Something about using computers that aren't mine reminds me how much I hate my own. The screen is rubbish, it's noisy, it's slow and makes me angry. The new plan is to buy my macbook the day I hand my dissertation in, so that it arrives the next day which I have off work (I assume that as soon as it is in, I will be extremely drunk) and then I can play with it allll day.
Finals? What?
I've decided never to consume as much coffee as I did this morning again, it makes me go mad. I am quite tempted to give it up all together. I imagine it would help the anxiety and insomnia.
I've cheered myself up quite a lot from earlier. I think I need a few days just away from everything, so tonight I intend to tidy my room then lock myself in it. I've realised that I've got to stop being so dependent on everybody else for my emotional support- I can't even bring myself to log out of msn because I have to be talking to someone, and I check my phone obsessively every few seconds (I have to have it on silent because loud noises make me jump. Yes, really.) Still, admitting you have a problem is the first step and all that!

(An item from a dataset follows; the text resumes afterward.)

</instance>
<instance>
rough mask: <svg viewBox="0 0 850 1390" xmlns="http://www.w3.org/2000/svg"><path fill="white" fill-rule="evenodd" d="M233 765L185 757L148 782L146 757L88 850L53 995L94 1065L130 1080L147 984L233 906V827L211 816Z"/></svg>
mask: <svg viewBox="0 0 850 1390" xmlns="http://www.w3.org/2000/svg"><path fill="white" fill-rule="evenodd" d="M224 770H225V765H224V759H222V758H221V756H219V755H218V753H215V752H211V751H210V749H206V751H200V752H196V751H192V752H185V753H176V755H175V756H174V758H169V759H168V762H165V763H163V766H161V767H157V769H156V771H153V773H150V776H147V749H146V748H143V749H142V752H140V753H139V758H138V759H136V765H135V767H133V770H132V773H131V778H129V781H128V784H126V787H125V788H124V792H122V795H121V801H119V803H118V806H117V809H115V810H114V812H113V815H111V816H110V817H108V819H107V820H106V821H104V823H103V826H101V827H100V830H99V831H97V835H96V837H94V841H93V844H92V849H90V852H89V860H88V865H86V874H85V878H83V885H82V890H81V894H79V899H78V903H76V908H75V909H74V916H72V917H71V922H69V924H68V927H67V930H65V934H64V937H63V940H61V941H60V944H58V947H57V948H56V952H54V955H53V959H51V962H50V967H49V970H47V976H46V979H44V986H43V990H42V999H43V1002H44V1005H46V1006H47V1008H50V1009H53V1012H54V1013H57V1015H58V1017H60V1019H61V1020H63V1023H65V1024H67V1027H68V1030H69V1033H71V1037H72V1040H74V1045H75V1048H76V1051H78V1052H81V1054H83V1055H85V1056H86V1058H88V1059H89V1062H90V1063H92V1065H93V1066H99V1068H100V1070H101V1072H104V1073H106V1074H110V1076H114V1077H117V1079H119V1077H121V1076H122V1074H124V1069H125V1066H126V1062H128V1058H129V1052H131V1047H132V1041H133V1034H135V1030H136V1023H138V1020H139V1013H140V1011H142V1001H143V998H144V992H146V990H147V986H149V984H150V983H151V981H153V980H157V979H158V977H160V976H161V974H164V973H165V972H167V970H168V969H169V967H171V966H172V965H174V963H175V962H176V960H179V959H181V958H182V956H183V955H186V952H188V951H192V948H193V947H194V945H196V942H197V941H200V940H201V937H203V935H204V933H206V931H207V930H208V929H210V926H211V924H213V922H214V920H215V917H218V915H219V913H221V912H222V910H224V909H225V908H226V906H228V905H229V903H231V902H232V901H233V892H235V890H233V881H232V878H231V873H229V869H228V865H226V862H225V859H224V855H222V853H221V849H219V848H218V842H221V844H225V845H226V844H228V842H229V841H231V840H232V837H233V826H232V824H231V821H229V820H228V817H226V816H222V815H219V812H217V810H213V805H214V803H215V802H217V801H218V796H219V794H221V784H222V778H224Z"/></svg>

An amusing thing before I depart: I managed to realise my dress had riden right the way up to be showing my underwear to the world thanks to my backpack, and was sorting it out whilst still walking just as the automatic doors opened in front of me, hit me, and I fell over. Luckily, there was no one around. But it was a good image.
(Ok, one last amusing thing: I discovered today that La Senza do padded bras in a 36E! Why? I tried on on. I looked like a Dolly Parton tribute act. Career plan!)